Russia’s Spiritual Christians on Armenia’s Highlands

Author: Nelli Shishmanyan


The village of Fioletovo in northern Armenia is one of a kind. Nestled among the mountains north of Lake Sevan, it is home to 1,500-odd Molokans, a Christian sect which split from Russia’s Orthodox Church in the 16th century. Its members, also known as Spiritual Christians, were persecuted under the Russian tsars and by the early 19th sought refuge in remote areas of the Caucasus and Central Asia.

In Fioletovo, Molokans, whose name stems from the Russian word for milk -the community restrains from consuming dairy during Christian feasts - have preserved all their traditions. Those are passed on from generation to generation and abide by the word of the God of decency, honesty, hard work, and unity.

Most of the villagers leave during the harsh winter and move to Russia to sell the pickled cabbage the community is well-known for return in spring when the agricultural activities start again.
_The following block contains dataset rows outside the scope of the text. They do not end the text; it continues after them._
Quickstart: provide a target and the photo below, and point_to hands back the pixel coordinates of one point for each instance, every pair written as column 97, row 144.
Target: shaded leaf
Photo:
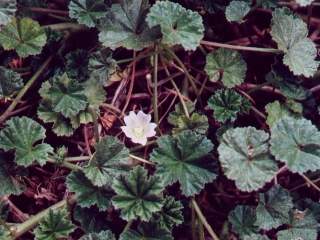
column 87, row 12
column 178, row 25
column 104, row 235
column 296, row 143
column 146, row 231
column 237, row 10
column 23, row 35
column 7, row 11
column 109, row 161
column 54, row 226
column 102, row 65
column 274, row 207
column 10, row 82
column 21, row 135
column 138, row 196
column 244, row 157
column 243, row 220
column 183, row 159
column 227, row 104
column 125, row 26
column 87, row 194
column 226, row 65
column 290, row 33
column 91, row 219
column 303, row 225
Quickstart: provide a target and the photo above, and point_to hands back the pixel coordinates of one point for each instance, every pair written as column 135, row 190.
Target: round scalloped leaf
column 237, row 10
column 109, row 161
column 273, row 208
column 55, row 225
column 302, row 225
column 7, row 11
column 20, row 135
column 226, row 65
column 87, row 194
column 138, row 196
column 24, row 35
column 125, row 26
column 290, row 33
column 10, row 82
column 178, row 25
column 242, row 219
column 244, row 157
column 227, row 104
column 296, row 143
column 104, row 235
column 184, row 159
column 146, row 231
column 87, row 12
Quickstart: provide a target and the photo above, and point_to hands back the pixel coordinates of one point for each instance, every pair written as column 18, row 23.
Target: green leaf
column 125, row 26
column 184, row 159
column 77, row 65
column 54, row 226
column 137, row 195
column 87, row 12
column 87, row 194
column 304, row 3
column 104, row 235
column 170, row 214
column 21, row 135
column 244, row 157
column 23, row 35
column 178, row 25
column 237, row 10
column 227, row 104
column 146, row 231
column 10, row 185
column 61, row 125
column 296, row 143
column 290, row 33
column 102, row 65
column 273, row 209
column 94, row 92
column 109, row 161
column 302, row 225
column 10, row 82
column 243, row 219
column 91, row 219
column 196, row 122
column 67, row 96
column 226, row 65
column 276, row 111
column 7, row 11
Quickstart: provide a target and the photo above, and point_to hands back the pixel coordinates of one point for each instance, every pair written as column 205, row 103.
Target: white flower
column 139, row 127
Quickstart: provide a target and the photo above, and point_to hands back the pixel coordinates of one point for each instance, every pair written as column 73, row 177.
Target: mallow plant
column 158, row 119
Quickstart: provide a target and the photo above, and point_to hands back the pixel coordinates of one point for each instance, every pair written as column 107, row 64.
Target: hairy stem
column 243, row 48
column 23, row 91
column 204, row 220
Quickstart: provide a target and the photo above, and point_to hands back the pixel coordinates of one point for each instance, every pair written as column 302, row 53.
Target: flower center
column 138, row 132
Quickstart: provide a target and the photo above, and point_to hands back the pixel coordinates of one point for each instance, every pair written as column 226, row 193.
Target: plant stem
column 23, row 91
column 34, row 220
column 243, row 48
column 190, row 78
column 155, row 87
column 204, row 220
column 95, row 124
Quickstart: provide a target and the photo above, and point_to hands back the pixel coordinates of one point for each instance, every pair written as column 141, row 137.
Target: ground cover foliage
column 138, row 119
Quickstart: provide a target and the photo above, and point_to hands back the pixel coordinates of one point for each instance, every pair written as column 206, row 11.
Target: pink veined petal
column 144, row 118
column 150, row 131
column 127, row 131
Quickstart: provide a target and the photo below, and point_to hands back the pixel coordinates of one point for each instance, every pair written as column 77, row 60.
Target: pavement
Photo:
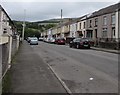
column 31, row 75
column 82, row 70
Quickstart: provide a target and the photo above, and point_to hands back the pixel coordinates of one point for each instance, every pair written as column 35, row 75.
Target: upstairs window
column 90, row 23
column 104, row 20
column 80, row 25
column 96, row 22
column 84, row 25
column 104, row 32
column 113, row 19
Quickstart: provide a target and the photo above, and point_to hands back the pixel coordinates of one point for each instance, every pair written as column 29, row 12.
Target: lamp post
column 23, row 26
column 61, row 24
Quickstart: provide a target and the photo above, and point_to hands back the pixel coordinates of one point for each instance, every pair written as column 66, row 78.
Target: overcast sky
column 37, row 10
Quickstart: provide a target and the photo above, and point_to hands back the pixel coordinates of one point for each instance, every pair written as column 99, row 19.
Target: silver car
column 33, row 41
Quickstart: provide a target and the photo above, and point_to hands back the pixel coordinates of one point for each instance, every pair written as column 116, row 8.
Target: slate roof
column 107, row 10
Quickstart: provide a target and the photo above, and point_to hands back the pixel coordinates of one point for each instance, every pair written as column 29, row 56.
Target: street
column 82, row 70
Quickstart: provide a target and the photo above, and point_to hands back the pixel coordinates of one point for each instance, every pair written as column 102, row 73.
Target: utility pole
column 23, row 26
column 61, row 24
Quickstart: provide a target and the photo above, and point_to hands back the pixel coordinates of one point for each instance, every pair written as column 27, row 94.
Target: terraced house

Marina stitched a dress for her seven year old daughter. The 32-year-old has been doing needlework for four years. She is self-taught and today she receives orders to stitch headscarves, aprons, and sometimes even wedding dresses.
The Russian government finances a food distribution programme implemented by the UN’s World Food Programme which provides daily pie distribution to all pupils in the local school.
Ekaterina, 78, lives alone with her pets. Her three children left the village to move to Yerevan and Russia, but they visit her during the summer.
There are no specific patterns in needleworks produced by Molokans, mostly they are fine with colorful flowers. These kinds of floral patterns can be seen also in the school.
Nastya, 3 years old.
Mikhayil Rudomyotkin takes grass to the barn to feed the cattle. Life starts at the crack of dawn in Fioletovo, even in winter when there are no farming activities.
The village school follows the curriculum designed by the Ministry of Education of Armenia for Russian schools.
Natasha and Mikhayil Rudomyotkins in the yard of their guesthouse. The couple receives many visitors in the summer. The nearby river is of fish, and one of the mineral-rich springs of the village crosses the Rudomyotkins’ garden.
Masha is trying to make her 5-month-old Tanya to sleep.
There is no kindergarten in the village so children spend their time at home. Often parents involve them into farming. The school does have a preschool class for five year old children.
The winter sunrise - a view from one of the houses of Fioletovo.
Molokans call their Sunday gathering simply a “meeting.” As there is not a space big enough to accommodate the whole community, there are three separate meetings every week.